Malam ini saya bermalam di wana wisata pulo
manuk, sebenarnya saya ditawari menginap dirumah ibu warung dan teman jagawana
pak Ujang yang tidak jauh dari sini, tapi malam ini saya ingin tidur di alam
terbuka, 3 hari perjalanan sebelumnya saya belum pernah tidur di alam terbuka.
Pak Ujang memberi tahu posisi kunci MCK
jika ingin mandi atau buang air, malam ini saya tidak membuka tenda tapi saya
tidur dibale – bale warung, karena gerimis belum juga reda. Akhirnya kompor dan
peralatan masak terpakai pakai juga untuk memasak mie instan dan kopi.

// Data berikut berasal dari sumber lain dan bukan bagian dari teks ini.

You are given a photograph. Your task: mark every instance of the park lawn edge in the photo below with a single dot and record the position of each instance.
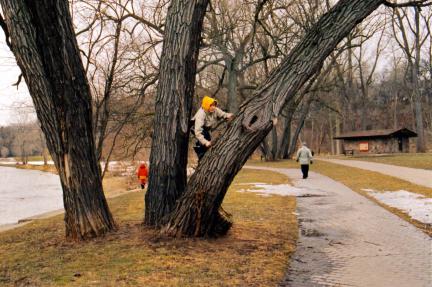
(337, 172)
(254, 253)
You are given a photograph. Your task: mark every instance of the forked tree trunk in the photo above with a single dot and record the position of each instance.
(197, 211)
(44, 44)
(168, 159)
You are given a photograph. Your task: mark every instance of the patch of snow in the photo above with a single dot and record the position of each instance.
(415, 205)
(282, 190)
(250, 183)
(25, 193)
(39, 162)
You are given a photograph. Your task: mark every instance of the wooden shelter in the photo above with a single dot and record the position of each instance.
(376, 141)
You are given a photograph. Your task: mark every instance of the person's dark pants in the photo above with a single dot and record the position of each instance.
(305, 170)
(199, 148)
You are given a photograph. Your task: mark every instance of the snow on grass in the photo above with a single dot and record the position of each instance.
(282, 190)
(415, 205)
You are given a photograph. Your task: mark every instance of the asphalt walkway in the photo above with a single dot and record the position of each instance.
(348, 240)
(414, 175)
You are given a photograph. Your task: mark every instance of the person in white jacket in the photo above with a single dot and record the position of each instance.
(206, 119)
(304, 156)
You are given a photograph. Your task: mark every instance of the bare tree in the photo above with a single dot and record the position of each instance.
(168, 159)
(410, 34)
(197, 211)
(44, 44)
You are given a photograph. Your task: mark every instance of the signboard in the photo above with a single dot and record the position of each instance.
(364, 146)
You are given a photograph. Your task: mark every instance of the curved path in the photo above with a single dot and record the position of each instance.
(347, 240)
(414, 175)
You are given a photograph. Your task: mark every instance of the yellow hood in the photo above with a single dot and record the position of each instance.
(207, 102)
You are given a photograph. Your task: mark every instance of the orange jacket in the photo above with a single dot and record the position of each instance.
(142, 173)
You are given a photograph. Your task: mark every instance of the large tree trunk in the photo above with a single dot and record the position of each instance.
(46, 50)
(168, 159)
(197, 211)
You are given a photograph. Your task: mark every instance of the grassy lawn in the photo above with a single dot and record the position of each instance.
(254, 253)
(359, 179)
(414, 160)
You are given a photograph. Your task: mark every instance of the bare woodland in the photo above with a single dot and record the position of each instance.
(110, 79)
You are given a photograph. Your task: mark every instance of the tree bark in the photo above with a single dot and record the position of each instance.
(286, 135)
(197, 211)
(168, 159)
(44, 44)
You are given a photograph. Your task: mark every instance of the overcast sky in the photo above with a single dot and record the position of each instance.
(10, 96)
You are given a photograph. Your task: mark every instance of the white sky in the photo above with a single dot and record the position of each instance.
(10, 96)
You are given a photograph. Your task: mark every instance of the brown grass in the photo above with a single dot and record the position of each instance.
(254, 253)
(359, 179)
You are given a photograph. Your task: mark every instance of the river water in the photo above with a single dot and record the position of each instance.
(25, 193)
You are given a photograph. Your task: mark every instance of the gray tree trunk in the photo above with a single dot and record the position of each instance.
(44, 45)
(197, 211)
(232, 89)
(168, 158)
(286, 136)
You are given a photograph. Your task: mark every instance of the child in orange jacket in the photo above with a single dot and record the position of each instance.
(142, 174)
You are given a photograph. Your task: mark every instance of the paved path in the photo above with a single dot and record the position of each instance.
(347, 240)
(414, 175)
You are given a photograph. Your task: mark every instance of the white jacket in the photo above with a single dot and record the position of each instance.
(304, 155)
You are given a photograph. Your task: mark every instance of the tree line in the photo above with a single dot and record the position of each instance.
(98, 71)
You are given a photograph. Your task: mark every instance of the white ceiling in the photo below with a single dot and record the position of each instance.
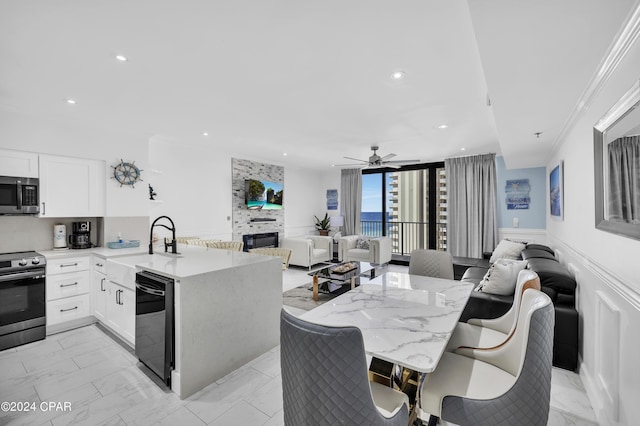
(311, 78)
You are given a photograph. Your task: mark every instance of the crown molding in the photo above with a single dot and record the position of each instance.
(618, 49)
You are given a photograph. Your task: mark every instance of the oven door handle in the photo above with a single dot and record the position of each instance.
(21, 275)
(149, 290)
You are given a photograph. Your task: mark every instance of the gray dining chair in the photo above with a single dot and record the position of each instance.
(431, 263)
(507, 385)
(325, 379)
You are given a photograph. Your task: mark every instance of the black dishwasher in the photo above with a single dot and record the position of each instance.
(154, 323)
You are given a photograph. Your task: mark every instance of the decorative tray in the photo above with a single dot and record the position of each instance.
(124, 244)
(343, 269)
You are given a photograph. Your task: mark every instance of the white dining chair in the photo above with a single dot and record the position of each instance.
(507, 385)
(486, 333)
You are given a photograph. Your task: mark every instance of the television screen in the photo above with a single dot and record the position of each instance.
(263, 195)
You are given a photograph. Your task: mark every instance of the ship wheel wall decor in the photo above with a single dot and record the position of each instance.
(126, 173)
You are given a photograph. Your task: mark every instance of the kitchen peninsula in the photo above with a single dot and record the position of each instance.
(227, 305)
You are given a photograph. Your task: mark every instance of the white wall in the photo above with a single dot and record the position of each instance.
(25, 133)
(606, 266)
(194, 189)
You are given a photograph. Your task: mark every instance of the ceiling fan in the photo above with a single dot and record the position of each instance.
(376, 162)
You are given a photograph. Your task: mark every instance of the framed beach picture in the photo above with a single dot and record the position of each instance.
(556, 192)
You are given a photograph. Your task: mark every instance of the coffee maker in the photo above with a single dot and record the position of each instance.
(80, 237)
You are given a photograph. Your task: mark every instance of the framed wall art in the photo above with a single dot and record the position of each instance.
(556, 192)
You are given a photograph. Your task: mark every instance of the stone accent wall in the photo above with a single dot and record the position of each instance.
(245, 169)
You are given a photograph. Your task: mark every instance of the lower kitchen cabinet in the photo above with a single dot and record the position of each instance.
(68, 287)
(68, 309)
(99, 296)
(121, 310)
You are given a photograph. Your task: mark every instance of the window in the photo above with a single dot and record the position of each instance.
(414, 202)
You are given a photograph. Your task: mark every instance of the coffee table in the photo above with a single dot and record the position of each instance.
(329, 275)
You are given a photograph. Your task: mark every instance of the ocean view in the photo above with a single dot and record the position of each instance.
(372, 216)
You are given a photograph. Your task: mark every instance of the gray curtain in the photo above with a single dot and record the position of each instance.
(351, 200)
(472, 227)
(624, 180)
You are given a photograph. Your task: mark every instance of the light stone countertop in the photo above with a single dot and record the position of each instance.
(190, 260)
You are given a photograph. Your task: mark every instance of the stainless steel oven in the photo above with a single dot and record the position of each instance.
(22, 298)
(18, 195)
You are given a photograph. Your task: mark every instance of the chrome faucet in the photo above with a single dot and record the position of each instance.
(173, 244)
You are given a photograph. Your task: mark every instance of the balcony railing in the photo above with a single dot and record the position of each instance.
(406, 236)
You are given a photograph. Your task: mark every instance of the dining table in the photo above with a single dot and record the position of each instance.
(404, 319)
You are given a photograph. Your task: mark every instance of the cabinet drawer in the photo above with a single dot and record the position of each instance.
(66, 285)
(99, 264)
(69, 264)
(68, 309)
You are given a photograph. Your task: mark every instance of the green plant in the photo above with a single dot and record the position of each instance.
(323, 224)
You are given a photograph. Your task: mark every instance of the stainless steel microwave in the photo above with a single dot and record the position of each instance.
(18, 195)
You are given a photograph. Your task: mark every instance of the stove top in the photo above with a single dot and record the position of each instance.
(22, 260)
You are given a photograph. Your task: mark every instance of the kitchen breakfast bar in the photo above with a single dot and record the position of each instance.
(227, 310)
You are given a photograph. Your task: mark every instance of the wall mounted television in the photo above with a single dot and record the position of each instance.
(263, 195)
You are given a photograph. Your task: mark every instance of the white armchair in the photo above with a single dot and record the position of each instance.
(308, 250)
(379, 250)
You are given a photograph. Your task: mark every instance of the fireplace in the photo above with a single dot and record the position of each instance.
(266, 239)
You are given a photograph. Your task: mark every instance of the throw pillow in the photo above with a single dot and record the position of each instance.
(507, 250)
(502, 276)
(362, 243)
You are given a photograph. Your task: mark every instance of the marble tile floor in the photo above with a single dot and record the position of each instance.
(105, 385)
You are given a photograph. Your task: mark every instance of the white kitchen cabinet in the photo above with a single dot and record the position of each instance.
(71, 187)
(68, 309)
(99, 289)
(121, 311)
(68, 287)
(18, 163)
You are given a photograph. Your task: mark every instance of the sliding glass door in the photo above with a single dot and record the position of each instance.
(413, 200)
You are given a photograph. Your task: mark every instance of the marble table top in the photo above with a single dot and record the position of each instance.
(405, 319)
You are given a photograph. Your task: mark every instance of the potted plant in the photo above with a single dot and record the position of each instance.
(323, 225)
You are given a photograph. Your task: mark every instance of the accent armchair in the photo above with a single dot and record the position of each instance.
(308, 250)
(364, 249)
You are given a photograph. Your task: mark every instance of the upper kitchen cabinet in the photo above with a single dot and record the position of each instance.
(18, 163)
(71, 187)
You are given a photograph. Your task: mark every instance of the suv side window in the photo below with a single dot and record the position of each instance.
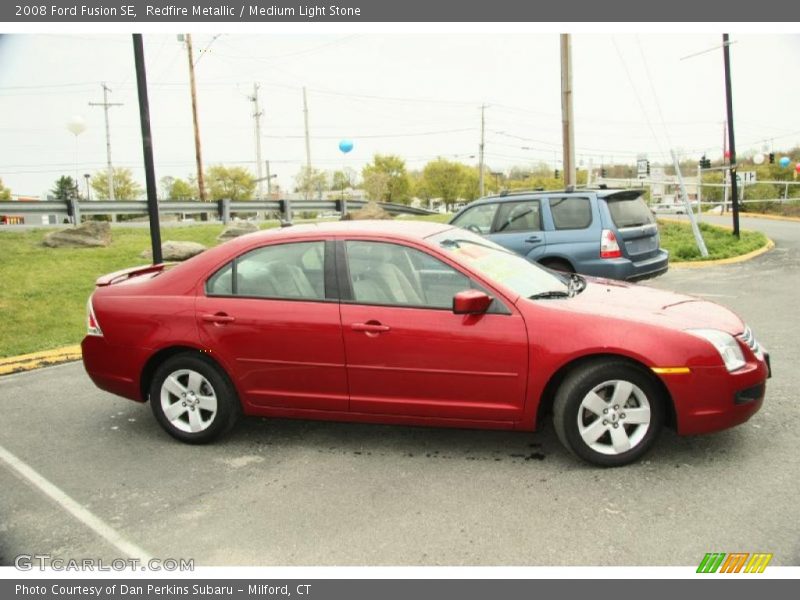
(571, 212)
(518, 216)
(477, 219)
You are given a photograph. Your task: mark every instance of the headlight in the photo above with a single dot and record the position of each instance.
(726, 345)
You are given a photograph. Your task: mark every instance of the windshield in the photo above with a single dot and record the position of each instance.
(498, 264)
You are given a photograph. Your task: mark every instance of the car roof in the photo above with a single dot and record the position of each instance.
(606, 193)
(394, 228)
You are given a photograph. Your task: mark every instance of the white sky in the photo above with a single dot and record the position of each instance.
(415, 95)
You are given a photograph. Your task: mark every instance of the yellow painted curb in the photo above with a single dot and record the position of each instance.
(35, 360)
(770, 217)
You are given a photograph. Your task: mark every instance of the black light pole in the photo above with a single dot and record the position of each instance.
(729, 101)
(147, 146)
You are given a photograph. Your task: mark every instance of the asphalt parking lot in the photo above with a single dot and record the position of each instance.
(308, 493)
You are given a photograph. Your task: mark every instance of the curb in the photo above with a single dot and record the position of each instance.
(699, 264)
(35, 360)
(769, 217)
(724, 261)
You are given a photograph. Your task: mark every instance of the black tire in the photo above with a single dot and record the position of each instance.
(193, 421)
(556, 264)
(607, 378)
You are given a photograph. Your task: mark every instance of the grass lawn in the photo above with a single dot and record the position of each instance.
(44, 290)
(679, 240)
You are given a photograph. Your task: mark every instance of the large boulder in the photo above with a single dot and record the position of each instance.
(176, 251)
(371, 210)
(91, 234)
(236, 229)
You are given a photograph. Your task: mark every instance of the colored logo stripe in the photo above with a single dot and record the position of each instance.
(758, 562)
(734, 563)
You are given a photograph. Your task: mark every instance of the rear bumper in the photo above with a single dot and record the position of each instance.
(114, 369)
(625, 269)
(711, 399)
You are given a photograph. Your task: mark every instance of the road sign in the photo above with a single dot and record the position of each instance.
(641, 167)
(747, 177)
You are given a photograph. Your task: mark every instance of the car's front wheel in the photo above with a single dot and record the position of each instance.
(608, 412)
(192, 399)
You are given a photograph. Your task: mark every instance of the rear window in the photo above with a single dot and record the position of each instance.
(629, 212)
(571, 213)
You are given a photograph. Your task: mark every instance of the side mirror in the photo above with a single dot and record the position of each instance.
(471, 302)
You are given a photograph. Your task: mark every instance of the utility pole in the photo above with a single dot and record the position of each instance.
(147, 147)
(568, 133)
(257, 113)
(729, 102)
(480, 150)
(198, 152)
(106, 104)
(308, 139)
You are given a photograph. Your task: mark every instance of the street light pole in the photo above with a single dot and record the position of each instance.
(729, 102)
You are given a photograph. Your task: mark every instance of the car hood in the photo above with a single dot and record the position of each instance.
(628, 301)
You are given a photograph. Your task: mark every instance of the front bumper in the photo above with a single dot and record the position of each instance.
(709, 399)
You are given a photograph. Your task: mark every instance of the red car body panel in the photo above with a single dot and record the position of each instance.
(289, 358)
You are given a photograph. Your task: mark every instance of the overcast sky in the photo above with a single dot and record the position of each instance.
(417, 96)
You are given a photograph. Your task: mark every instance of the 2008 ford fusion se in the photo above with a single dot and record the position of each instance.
(419, 324)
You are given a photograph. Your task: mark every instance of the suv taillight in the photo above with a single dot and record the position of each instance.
(92, 326)
(609, 248)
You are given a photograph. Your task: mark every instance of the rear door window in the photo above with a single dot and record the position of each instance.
(518, 216)
(571, 213)
(631, 212)
(477, 219)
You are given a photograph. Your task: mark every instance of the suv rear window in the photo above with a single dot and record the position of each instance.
(629, 212)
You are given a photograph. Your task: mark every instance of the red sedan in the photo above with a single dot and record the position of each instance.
(419, 324)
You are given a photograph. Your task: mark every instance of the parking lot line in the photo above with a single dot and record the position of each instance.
(100, 527)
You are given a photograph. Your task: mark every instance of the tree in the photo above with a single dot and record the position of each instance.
(398, 186)
(341, 180)
(376, 185)
(125, 187)
(233, 183)
(311, 181)
(5, 193)
(64, 189)
(444, 180)
(174, 188)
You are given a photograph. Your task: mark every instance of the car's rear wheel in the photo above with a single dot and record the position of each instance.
(608, 412)
(192, 399)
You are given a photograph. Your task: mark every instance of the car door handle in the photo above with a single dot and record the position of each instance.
(220, 318)
(370, 327)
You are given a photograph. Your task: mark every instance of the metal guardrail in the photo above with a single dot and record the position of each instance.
(221, 208)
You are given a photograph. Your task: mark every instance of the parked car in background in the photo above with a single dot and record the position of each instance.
(420, 324)
(604, 233)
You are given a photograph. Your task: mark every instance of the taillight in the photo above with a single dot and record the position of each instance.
(609, 248)
(92, 326)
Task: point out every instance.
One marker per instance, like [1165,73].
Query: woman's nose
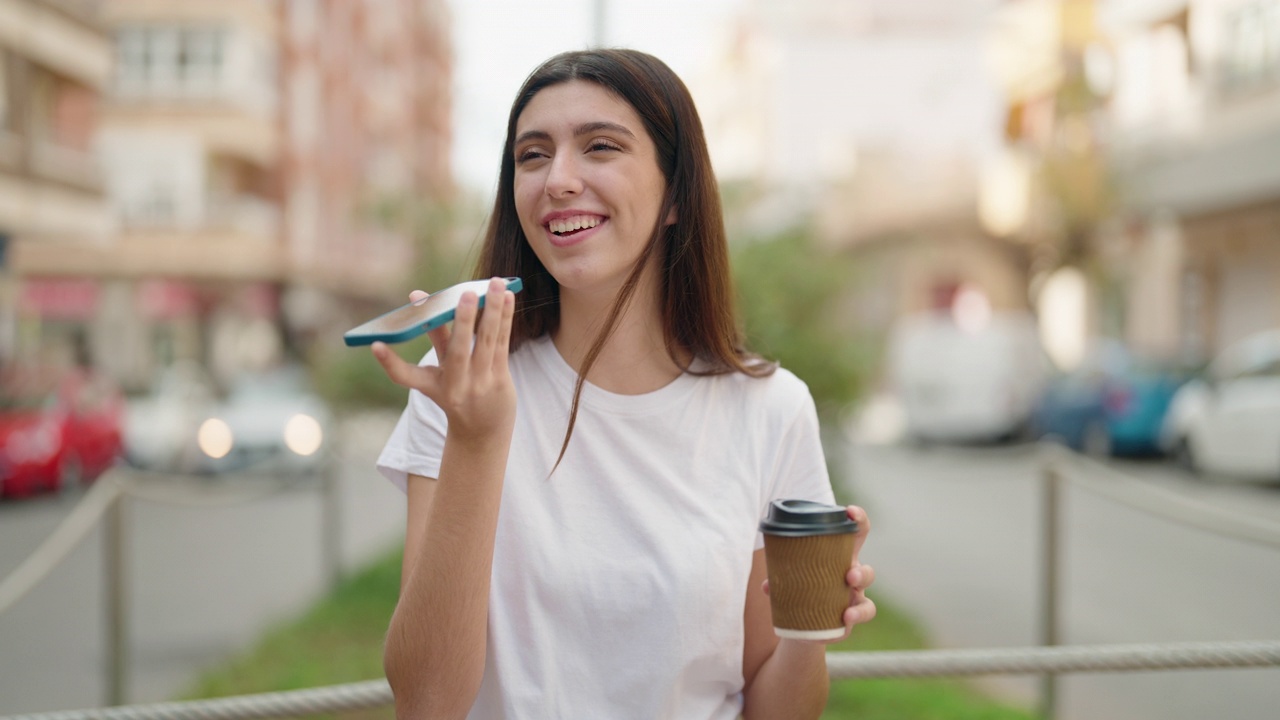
[563,178]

Inginnya malam ini tidur dinina bobo suara ombak, apa mau dikata harus
ditemani suara hingar - bingar musik dari seberang muara. Saya tidak tidur
sendirian, ditemani nenek - nenek yang tidur disisi warung yang lain, menurut
ibu warung si nenek dibuang oleh anaknya dari rumah karena kurang
(gila), selama ini dia tidur di bale – bale warung, kalau pagi si nenek rajin
nyapu halaman warung, makanya sama ibu warung si nenek tidak di usir, makan sehari – hari dikasih dari para pemilik warung. Durhakanya itu anak.